A CALL FOR CHANGES IN PRECLINICAL PH STUDIES
Scientific irreproducibility is a growing concern among academics and in the general population.55 Biases and poorly designed preclinical studies likely contribute to experimental irreproducibility, wasted resources, and erroneous conclusions.56 In response to these issues, the National Institutes of Health (NIH) proposed a set of guidelines and funding policies as minimum reporting requirements to promote rigor, reproducibility, and transparency of preclinical research that have been endorsed by prominent academic societies and scientific journals with editorial commitment to complying.57 –59 These include guidelines and checklists to improve methodology and reporting.57, 58 Multicenter preclinical studies,47, 60 systematic reviews, and meta-analyses are also preconized.48, 61 Practical solutions to improve preclinical research quality and research translation have also been specifically proposed in PH preclinical studies.16, 54 Implementing such requirements will involve a paradigm shift for scientists, their institutions, journals, and funding agencies.
In preclinical research, methodological sources of potential bias and imprecision are prevalent and frequently overlooked by researchers, potentially contributing to the significant discordance between preclinical and clinical results. Although not unique to PAH, concerted efforts to address this problem are needed for more effective translation of preclinical research findings into sustainable improvements in patient outcomes, including rigorous study designs, methodological standardization, appropriate data interpretation, and statistical analysis plans, as well as transparent reporting of preclinical studies.

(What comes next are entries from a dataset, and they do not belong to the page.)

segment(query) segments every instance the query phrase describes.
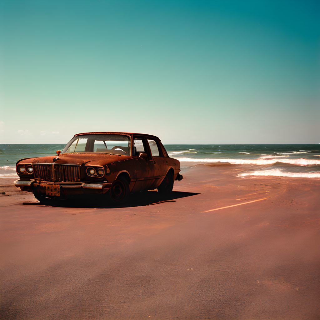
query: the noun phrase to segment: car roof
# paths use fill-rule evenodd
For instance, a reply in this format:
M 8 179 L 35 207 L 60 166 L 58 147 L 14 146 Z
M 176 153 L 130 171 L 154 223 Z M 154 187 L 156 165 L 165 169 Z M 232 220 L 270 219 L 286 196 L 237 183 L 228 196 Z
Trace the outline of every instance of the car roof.
M 145 137 L 149 137 L 150 138 L 153 138 L 156 139 L 160 139 L 156 136 L 152 135 L 152 134 L 147 134 L 146 133 L 135 133 L 131 132 L 113 132 L 111 131 L 100 131 L 97 132 L 84 132 L 82 133 L 77 133 L 75 134 L 75 137 L 76 136 L 79 136 L 82 134 L 103 134 L 106 133 L 111 134 L 129 134 L 131 135 L 132 134 L 135 136 L 143 136 Z

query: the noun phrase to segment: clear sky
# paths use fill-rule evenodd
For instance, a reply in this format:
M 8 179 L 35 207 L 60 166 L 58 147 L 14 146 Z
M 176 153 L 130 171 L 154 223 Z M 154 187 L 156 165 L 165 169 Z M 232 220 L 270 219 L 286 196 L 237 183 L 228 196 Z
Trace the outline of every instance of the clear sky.
M 0 143 L 320 143 L 320 2 L 1 0 Z

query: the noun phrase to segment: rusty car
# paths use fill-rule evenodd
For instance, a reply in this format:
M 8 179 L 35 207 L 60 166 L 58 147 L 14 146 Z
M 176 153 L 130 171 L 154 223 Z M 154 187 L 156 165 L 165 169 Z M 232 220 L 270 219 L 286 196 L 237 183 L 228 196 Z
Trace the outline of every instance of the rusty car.
M 14 185 L 40 202 L 77 195 L 100 194 L 116 204 L 131 193 L 172 191 L 181 180 L 180 162 L 160 139 L 149 134 L 88 132 L 75 135 L 57 156 L 21 159 Z

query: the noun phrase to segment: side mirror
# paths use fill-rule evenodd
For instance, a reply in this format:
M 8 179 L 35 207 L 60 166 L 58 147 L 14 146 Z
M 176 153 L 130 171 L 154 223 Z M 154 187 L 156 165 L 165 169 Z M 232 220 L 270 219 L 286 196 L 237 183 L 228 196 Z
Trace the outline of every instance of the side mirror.
M 148 155 L 144 152 L 139 152 L 139 156 L 143 159 L 146 159 L 148 157 Z

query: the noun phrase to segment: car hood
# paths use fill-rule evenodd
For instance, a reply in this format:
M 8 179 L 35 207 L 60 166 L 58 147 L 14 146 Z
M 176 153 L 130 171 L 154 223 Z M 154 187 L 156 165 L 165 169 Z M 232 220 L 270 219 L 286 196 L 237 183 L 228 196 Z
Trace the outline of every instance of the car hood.
M 68 164 L 89 164 L 97 165 L 103 165 L 116 161 L 130 159 L 128 156 L 108 155 L 105 153 L 73 153 L 60 155 L 58 156 L 52 156 L 35 158 L 33 164 L 41 163 L 53 163 L 53 159 L 57 158 L 54 163 Z

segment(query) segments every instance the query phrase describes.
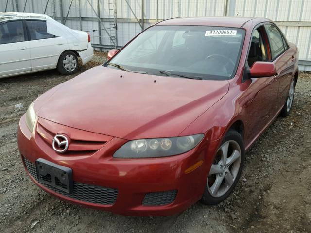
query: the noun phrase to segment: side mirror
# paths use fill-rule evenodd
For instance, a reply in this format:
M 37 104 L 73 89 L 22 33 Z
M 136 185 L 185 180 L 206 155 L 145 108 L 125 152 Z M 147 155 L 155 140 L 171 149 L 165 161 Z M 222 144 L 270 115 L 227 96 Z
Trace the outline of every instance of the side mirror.
M 276 73 L 274 64 L 268 62 L 255 62 L 250 69 L 251 78 L 271 77 Z
M 116 54 L 116 53 L 119 52 L 119 50 L 115 50 L 115 49 L 109 50 L 109 52 L 108 53 L 108 55 L 107 55 L 107 57 L 108 57 L 108 60 L 109 60 L 110 58 L 113 57 Z

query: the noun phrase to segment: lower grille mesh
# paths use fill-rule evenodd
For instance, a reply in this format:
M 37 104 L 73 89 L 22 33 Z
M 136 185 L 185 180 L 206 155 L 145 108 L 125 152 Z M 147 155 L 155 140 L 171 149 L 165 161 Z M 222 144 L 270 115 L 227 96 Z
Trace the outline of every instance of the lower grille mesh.
M 35 165 L 23 157 L 26 167 L 29 173 L 36 181 L 38 181 Z M 45 183 L 40 183 L 43 186 L 57 193 L 69 198 L 87 202 L 112 205 L 116 201 L 118 190 L 99 186 L 91 185 L 84 183 L 73 182 L 73 188 L 71 193 L 67 193 Z
M 143 205 L 164 205 L 173 202 L 177 195 L 177 190 L 149 193 L 142 201 Z

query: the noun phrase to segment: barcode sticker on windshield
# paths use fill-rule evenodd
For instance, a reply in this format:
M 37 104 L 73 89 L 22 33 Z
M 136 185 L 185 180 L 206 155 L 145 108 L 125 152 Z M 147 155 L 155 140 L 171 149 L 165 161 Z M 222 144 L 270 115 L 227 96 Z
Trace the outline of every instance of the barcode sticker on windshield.
M 237 35 L 237 30 L 209 30 L 205 32 L 206 36 L 213 35 Z

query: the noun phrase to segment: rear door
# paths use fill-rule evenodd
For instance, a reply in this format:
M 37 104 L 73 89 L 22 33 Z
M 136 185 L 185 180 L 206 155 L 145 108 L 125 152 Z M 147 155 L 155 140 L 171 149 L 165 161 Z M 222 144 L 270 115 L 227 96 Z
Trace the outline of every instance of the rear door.
M 278 97 L 275 104 L 275 110 L 278 111 L 285 102 L 288 90 L 294 72 L 295 54 L 289 50 L 287 44 L 281 31 L 274 24 L 265 25 L 268 35 L 271 52 L 272 62 L 276 66 L 277 74 L 275 77 L 279 84 Z
M 0 24 L 0 77 L 31 70 L 26 38 L 22 20 Z
M 32 70 L 55 67 L 59 55 L 67 48 L 66 38 L 48 33 L 45 20 L 26 20 L 30 43 Z

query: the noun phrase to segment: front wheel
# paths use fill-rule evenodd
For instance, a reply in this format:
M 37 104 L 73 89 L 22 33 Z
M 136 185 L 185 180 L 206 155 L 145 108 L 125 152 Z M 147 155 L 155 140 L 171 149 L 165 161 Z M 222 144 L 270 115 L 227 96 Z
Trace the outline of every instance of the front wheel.
M 78 57 L 72 51 L 66 51 L 60 55 L 57 63 L 57 70 L 61 74 L 69 75 L 78 70 Z
M 218 149 L 210 168 L 201 201 L 215 205 L 229 196 L 241 176 L 245 151 L 241 135 L 229 130 Z
M 293 101 L 294 100 L 294 97 L 295 95 L 295 81 L 293 79 L 291 82 L 290 85 L 290 89 L 288 91 L 288 95 L 287 96 L 287 99 L 285 103 L 284 104 L 284 106 L 281 110 L 280 116 L 283 117 L 287 116 L 290 115 L 291 110 L 292 110 L 292 106 L 293 106 Z

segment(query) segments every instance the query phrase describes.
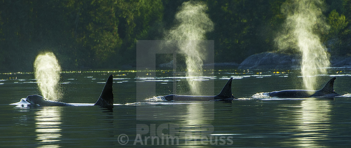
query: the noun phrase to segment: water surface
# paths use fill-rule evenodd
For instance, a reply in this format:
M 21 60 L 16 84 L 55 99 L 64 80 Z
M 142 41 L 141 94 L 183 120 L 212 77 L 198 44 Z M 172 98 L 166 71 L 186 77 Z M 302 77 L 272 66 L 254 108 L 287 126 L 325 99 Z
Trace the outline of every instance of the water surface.
M 142 77 L 136 77 L 134 71 L 61 74 L 62 97 L 58 100 L 80 103 L 94 103 L 106 79 L 113 74 L 114 103 L 119 105 L 113 109 L 10 105 L 28 95 L 39 94 L 39 91 L 32 73 L 0 74 L 0 146 L 346 147 L 351 145 L 349 95 L 331 99 L 251 97 L 257 93 L 303 89 L 298 71 L 209 71 L 204 72 L 205 76 L 198 78 L 203 84 L 204 95 L 213 95 L 233 77 L 233 94 L 240 98 L 226 102 L 148 99 L 174 91 L 188 95 L 190 90 L 185 72 L 175 76 L 171 71 L 154 72 L 153 75 L 148 71 L 138 72 L 145 73 Z M 336 76 L 335 89 L 339 94 L 347 94 L 351 90 L 350 76 L 349 70 L 330 69 L 327 75 L 316 76 L 317 87 L 322 88 L 332 77 Z M 148 86 L 154 87 L 154 91 L 141 91 Z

Disclosure: No funding was received to write this manuscript. TS and FP have no conflicts of interest to declare. SB received consultant fees from Actelion Pharmaceuticals and research grants from Janssen. SP has received research grants from Actelion Pharmaceuticals, AstraZeneca, and Resverlogix, and has received speaker fees from Actelion Pharmaceuticals. RP is a scientist of the Heart and Stroke Foundation. OB is a scientist of the Fonds de Recherche en Santé du Québec and has received research grants from the Fondation Québécoise en Santé Respiratoire (FQSR) and Boerhinger-Ingelheim.